« La vie culturelle à Cologne ? Un peu poussiéreuse ».

Poussiéreuse, parfaitement. Angestaubt en version originale. Antiquiert. Voilà ce que m’a décrété la jeune femme travaillant à la galerie Kaune, Posnik, Spohr. Le paradoxe évident est plutôt amusant : voilà donc une habitante de Cologne qui travaille dans une galerie dédiée à la photographie contemporaine, une galerie qui expose à l’heure actuelle Todd Hido, photographe aperçu à Paris, San Francisco et New York dans les dernières années, et la voilà qui m’affirme que l’offre culturelle à Cologne est un peu poussiéreuse. Elle travaille dans une petite rue où j’ai pu observer une galerie d’art contemporain tous les cinquante mètres environs. Alors pourquoi diable dénigrer Cologne ainsi ?

ToddHido

Une des photographies exposées, Todd Hido donc.

Ce n’est que mon troisième jour ici, donc je n’ai pas encore eu le temps de me faire un avis. Mais en quelques pérégrinations à travers la ville, j’ai tout de même aperçu :

– un bus recouvert d’une publicité pour le théâtre de Cologne, montant des pièces tout à fait modernes

– une « église artistique » (apparemment ancienne église reconvertie en lieu de théâtre, performances, et concerts le soir)

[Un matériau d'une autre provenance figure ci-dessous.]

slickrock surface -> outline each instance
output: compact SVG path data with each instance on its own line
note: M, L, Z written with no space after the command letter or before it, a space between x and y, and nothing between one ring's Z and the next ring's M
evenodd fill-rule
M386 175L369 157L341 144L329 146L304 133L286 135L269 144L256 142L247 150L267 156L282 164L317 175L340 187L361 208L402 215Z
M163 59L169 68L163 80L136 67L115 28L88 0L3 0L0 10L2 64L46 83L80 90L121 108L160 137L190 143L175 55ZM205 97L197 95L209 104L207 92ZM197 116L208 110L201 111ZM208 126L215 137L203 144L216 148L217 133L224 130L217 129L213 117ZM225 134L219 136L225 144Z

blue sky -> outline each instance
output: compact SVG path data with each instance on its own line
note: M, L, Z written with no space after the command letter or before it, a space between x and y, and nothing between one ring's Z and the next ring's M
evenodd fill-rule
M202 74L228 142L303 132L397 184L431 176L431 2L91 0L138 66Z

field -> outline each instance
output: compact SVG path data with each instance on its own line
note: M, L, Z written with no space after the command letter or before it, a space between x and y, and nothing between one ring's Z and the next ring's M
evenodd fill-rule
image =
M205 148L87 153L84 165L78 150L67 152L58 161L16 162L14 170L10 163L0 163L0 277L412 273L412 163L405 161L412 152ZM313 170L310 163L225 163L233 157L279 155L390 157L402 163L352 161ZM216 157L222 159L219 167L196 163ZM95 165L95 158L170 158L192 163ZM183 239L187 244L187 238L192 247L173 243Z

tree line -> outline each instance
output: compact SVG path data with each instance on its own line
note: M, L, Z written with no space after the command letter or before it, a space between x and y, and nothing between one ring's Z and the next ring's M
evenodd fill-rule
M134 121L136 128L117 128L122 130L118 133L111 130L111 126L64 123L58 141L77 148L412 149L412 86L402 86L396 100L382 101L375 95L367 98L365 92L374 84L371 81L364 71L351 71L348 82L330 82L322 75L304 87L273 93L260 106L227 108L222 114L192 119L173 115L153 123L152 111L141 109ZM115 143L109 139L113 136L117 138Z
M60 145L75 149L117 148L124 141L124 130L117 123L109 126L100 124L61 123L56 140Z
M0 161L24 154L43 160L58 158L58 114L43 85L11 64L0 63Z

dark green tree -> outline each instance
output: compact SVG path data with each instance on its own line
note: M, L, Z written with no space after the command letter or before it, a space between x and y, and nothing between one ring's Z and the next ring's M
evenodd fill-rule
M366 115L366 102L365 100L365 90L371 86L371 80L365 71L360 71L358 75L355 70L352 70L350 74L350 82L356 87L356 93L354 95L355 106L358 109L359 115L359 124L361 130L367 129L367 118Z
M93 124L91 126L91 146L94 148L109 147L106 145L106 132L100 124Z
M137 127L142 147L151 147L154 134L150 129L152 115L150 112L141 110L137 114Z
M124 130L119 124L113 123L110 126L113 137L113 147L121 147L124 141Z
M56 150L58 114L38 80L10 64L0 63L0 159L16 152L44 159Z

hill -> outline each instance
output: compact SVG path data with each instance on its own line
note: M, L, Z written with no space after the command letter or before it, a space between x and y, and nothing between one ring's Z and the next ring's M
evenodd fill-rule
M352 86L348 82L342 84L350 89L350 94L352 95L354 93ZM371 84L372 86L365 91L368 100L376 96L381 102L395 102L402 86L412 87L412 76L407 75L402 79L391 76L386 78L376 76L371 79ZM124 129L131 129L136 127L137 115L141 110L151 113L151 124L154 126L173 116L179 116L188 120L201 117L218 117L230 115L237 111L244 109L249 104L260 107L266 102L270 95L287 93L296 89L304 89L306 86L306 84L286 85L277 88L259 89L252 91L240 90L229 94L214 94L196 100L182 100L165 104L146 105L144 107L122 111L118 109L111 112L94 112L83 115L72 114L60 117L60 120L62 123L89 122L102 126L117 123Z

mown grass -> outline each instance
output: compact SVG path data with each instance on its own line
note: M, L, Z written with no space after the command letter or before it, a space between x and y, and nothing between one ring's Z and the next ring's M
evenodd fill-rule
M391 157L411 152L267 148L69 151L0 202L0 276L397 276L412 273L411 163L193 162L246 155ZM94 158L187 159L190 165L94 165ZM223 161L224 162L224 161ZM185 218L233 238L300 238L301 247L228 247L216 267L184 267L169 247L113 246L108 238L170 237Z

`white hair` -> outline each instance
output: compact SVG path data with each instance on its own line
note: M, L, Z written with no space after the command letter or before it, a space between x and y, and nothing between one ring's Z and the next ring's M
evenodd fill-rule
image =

– ce quartier de galeries et de librairies vers Albertusstr., à deux pas des rues les plus commerçantes et les plus touristiques.

Bon sang, où est la poussière ? Qu’elle se montre. Je m’efforce de deviner ce qu’elle a pu vouloir dire :

Demain, premier jeudi du mois, plusieurs musées proposent une entrée gratuite ou du moins réduite. Il a donc fallu que je commence à éplucher tous les musées de la ville, il paraît que Cologne en compte 42. Déception : les musées de la ville, ouvrant leurs portes en ce jeudi spécial, ne sont qu’une petite dizaine. Et quelles que soit leurs qualités supposés, il n’y a guère que le musée Ludwig qui semble pour l’instant s’agiter d’initiatives et de modernité. Notre Beaubourg ? Je vous en dirai des nouvelles bientôt. Quand aux autres musées, peut-être sont ils angestaubt, mais là encore j’irai vérifier. Musée du Moyen-Âge, musée du chocolat, musée de l’histoire de la ville, musée romain-germanique… Effectivement peu d’ouverture sur le futur à première vue, et probablement un public essentiellement composé de touristes. (Mais tout cela n’est pour l’instant qu’un grand tas de suppositions.)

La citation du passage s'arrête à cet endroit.